# Memory

LangChain allows us to use previous interactions to inform future ones. This is done by storing the previous interactions in memory. There are many types of memory, but we are interested in the following:

- `ConversationBufferMemory`: Stores all previous interactions.
- `ConversationBufferWindowMemory`: Stores certain number of previous interactions.
- `ConversationTokenBufferMemory `: Stores previous interactions not exceeding a token length.
- `ConversationSummaryMemory`: Stores previous interactions as a summary.


## Conversation Buffer

`ConversationBufferMemory` allows for storing messages and then extracts the messages in a variable.

In [None]:
from langchain.memory import ConversationBufferMemory

In [None]:
memory = ConversationBufferMemory()
memory.save_context({"input": "hi"}, {"output": "whats up"})
memory.load_memory_variables({})

Using `return_messages=True` allows us to get a the chat message history as a list of messages. See [different types of messages](https://python.langchain.com/docs/modules/model_io/models/chat/#messages).

In [None]:
memory = ConversationBufferMemory(return_messages=True)
memory.save_context({"input": "hi"}, {"output": "whats up"})
memory.load_memory_variables({})

In [None]:
memory.chat_memory

In [None]:
memory.chat_memory.messages

Let's use the conversation buffer in a chain.

In [None]:
from langchain.chat_models import ChatOpenAI
from langchain.chains import ConversationChain


llm = ChatOpenAI(temperature=0)
memory = ConversationBufferMemory(return_messages=True)
conversation = ConversationChain(
    llm=llm,
    verbose=True,
    memory=memory,
)

In [None]:
conversation.predict(input="Hi there!")

In [None]:
conversation.predict(input="I'm doing well. How are you?")

In [None]:
memory.load_memory_variables({})

## Conversation Buffer Window

`ConversationBufferWindowMemory` keeps a list of the interactions of the conversation over time. It only uses the last K interactions. This can be useful for keeping a sliding window of the most recent interactions, so the buffer does not get too large.

In [None]:
from langchain.memory import ConversationBufferWindowMemory

# Save the last 1 interaction
memory = ConversationBufferWindowMemory(k=1, return_messages=True)

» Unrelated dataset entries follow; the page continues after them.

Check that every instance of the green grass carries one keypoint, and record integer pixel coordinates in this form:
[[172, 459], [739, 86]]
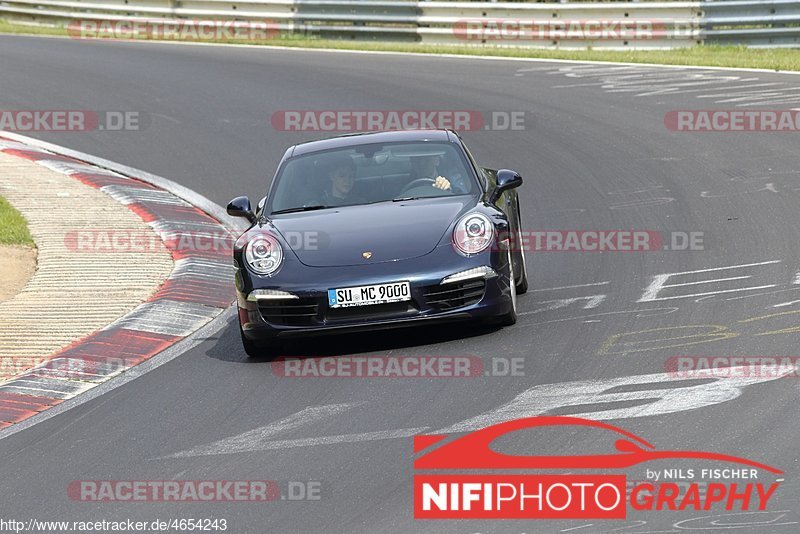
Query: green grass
[[711, 55], [13, 227]]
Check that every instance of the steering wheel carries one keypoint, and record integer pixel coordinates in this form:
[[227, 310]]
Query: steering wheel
[[417, 183]]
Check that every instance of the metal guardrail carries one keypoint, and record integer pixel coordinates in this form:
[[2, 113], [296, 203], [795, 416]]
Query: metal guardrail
[[671, 24], [771, 23]]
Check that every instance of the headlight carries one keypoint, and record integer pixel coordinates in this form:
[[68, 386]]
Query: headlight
[[263, 254], [473, 233]]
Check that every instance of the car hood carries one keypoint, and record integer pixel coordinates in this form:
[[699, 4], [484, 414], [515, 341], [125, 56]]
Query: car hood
[[390, 231]]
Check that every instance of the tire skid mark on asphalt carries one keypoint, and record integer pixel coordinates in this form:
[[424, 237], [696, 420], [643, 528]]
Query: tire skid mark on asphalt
[[196, 291], [644, 81]]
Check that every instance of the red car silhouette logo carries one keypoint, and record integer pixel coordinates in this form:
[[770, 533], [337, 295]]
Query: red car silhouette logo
[[473, 450]]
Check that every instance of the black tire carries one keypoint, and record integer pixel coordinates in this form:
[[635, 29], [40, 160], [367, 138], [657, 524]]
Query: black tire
[[510, 318]]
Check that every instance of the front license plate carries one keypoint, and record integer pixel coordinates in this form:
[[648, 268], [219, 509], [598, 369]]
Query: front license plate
[[367, 295]]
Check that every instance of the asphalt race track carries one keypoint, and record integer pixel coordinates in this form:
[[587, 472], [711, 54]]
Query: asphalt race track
[[595, 154]]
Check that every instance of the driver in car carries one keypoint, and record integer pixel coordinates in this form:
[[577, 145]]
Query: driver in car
[[427, 168], [342, 173]]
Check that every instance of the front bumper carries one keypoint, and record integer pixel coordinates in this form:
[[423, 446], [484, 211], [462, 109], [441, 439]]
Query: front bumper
[[431, 301]]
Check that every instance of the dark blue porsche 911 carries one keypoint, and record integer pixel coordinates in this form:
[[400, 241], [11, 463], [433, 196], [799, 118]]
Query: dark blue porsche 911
[[378, 230]]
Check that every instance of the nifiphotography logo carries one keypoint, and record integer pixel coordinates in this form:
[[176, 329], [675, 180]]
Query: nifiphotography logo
[[492, 495]]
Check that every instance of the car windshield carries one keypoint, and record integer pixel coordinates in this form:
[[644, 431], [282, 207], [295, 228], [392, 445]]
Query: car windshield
[[366, 174]]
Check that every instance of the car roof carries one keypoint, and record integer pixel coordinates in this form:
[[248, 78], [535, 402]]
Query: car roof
[[356, 139]]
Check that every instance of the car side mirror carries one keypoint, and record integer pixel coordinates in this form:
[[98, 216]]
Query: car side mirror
[[506, 179], [240, 207], [623, 445]]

memory.save_context({"input": "hi"}, {"output": "whats up"})
memory.save_context({"input": "not much you"}, {"output": "not much"})

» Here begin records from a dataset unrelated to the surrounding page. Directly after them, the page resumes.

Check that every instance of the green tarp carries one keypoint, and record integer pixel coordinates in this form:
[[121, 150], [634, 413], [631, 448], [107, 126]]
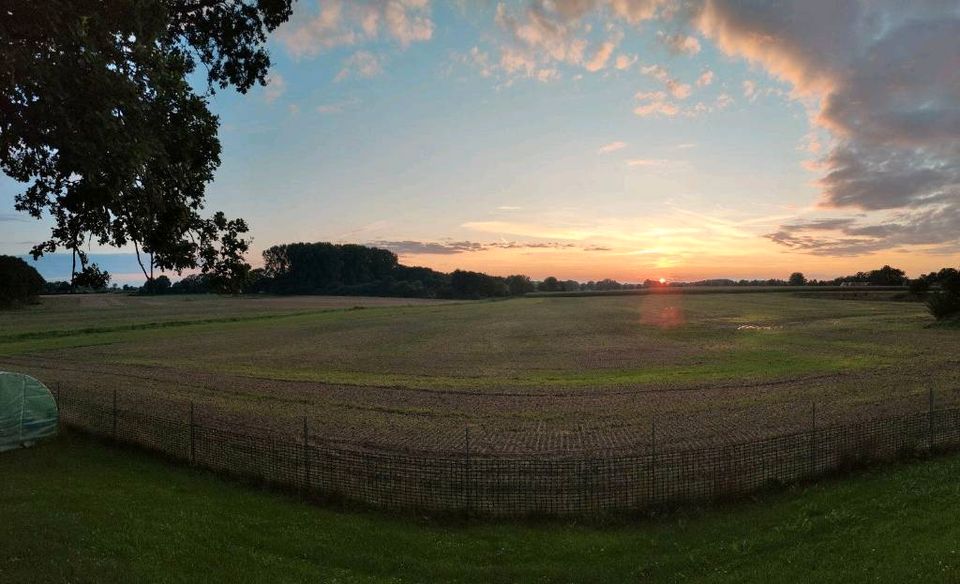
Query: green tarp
[[28, 411]]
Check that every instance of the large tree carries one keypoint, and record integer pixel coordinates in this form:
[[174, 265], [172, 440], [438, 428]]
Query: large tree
[[99, 119]]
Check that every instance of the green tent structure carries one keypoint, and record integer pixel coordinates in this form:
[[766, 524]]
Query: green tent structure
[[28, 411]]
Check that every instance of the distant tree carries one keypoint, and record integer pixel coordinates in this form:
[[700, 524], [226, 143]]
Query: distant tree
[[549, 284], [608, 284], [950, 282], [887, 276], [20, 283], [919, 287], [520, 285], [159, 285], [99, 115], [943, 305], [465, 284], [92, 277], [192, 284], [797, 279]]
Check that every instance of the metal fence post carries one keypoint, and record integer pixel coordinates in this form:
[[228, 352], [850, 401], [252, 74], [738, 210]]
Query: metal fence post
[[193, 448], [653, 460], [467, 474], [306, 455], [813, 439]]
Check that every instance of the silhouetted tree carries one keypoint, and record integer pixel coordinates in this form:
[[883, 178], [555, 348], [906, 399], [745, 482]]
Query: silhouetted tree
[[20, 282], [549, 284], [520, 285], [99, 116], [92, 277], [159, 285]]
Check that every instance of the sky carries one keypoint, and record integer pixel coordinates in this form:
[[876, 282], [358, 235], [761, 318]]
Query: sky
[[590, 139]]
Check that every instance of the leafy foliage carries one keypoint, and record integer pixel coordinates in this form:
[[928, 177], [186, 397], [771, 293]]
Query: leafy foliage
[[92, 277], [19, 282], [98, 118], [350, 269]]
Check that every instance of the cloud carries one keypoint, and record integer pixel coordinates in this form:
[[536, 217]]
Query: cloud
[[409, 247], [624, 62], [933, 228], [879, 77], [676, 88], [337, 107], [882, 79], [679, 43], [276, 87], [343, 24], [611, 147], [652, 103], [408, 21], [657, 163], [360, 64], [600, 58]]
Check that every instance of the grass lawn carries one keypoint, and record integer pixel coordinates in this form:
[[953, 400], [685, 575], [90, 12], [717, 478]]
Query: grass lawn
[[592, 370], [75, 510]]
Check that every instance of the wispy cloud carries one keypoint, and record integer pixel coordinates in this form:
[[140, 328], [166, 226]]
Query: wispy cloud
[[679, 43], [361, 64], [344, 24], [414, 247], [276, 87], [337, 107], [612, 147]]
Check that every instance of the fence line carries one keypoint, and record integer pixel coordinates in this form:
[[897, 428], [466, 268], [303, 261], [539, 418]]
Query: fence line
[[496, 485]]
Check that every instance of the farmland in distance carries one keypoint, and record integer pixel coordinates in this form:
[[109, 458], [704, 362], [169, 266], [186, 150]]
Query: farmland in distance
[[551, 375]]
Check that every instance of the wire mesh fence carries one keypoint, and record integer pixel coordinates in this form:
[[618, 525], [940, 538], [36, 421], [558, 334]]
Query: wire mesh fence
[[472, 481]]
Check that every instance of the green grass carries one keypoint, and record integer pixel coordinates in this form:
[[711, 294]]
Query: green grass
[[537, 342], [78, 511]]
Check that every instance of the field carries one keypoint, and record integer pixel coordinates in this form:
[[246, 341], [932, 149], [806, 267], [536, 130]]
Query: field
[[76, 511], [549, 374]]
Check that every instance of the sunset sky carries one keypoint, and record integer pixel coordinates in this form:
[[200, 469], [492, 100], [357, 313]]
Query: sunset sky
[[587, 139]]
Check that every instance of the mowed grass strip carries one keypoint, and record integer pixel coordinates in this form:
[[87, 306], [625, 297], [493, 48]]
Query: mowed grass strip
[[76, 510], [539, 342]]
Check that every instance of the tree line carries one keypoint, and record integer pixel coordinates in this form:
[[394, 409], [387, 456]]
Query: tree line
[[359, 270]]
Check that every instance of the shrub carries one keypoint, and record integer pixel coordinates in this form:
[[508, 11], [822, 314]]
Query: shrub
[[943, 305], [19, 282]]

memory.load_memory_variables({})

Let's use the buffer in a chain.

In [None]:
from langchain.chat_models import ChatOpenAI
from langchain.chains import ConversationChain

llm = ChatOpenAI(temperature=0)
memory = ConversationBufferWindowMemory(k=1)
conversation_with_summary = ConversationChain(
    llm=llm,
    memory=memory,
    verbose=True,
)

conversation_with_summary.predict(input="Hi, what's up?")

In [None]:
conversation_with_summary.predict(input="I'm doing well.")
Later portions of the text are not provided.